EBLIDA, the European Bureau of Library, Information and Documentation Associations, is an independent, non-profit umbrella organisation of national library, archive and information sector associations and institutions in Europe. EBLIDA represents the interests of its members to the European Institutions with a focus on intellectual property rights, DRM, information society, educational and cultural matters.

EBLIDA promotes access to information and culture in the digital environment for the purposes of education, research and private study.

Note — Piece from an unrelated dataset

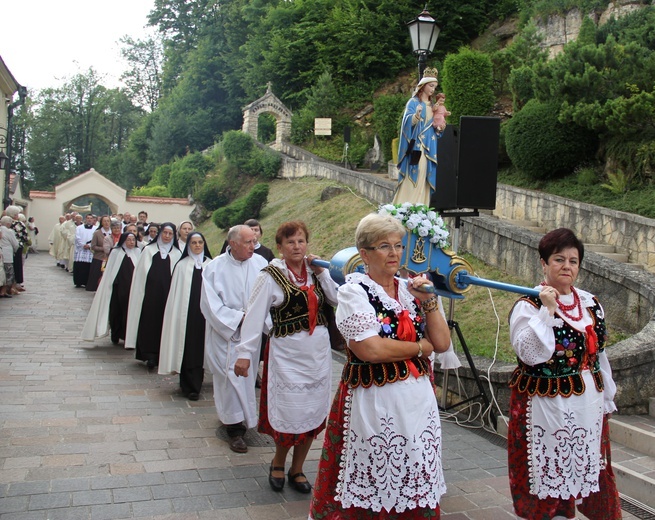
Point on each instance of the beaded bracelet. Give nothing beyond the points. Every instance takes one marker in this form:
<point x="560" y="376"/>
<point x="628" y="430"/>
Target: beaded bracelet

Like the Working Party itself, EBLIDA views with concern the potential adverse effects on personal privacy from Digital Rights Managements systems.  If such systems are taken beyond their stated purpose, library users  -  and in general private users of digital material   -  could find themselves not merely verified as conforming with copyright law, but also subject to ‘ubiquitous surveillance of users’ of digital works.  If electronic copyright management systems are indeed ‘monitoring every single act of reading, listening and viewing on the internet’ (as noted on page 3 of the working document), European principles of privacy are being breached to a deplorable degree.

EBLIDA believes that the collection of data about the reading, viewing and listening habits of individuals constitutes the collection of sensitive data, and as such it should be permitted only after prior authorisation through due process of law in defined circumstances and under defined conditions.  It is important that such data, if collected, should be kept for the shortest possible time to fulfil a specific purpose.  Data protection principles apply by law in the United Kingdom. These principles are reproduced below:

The eight principles of good practice

Anyone processing personal information must comply with eight enforceable principles of good information handling practice.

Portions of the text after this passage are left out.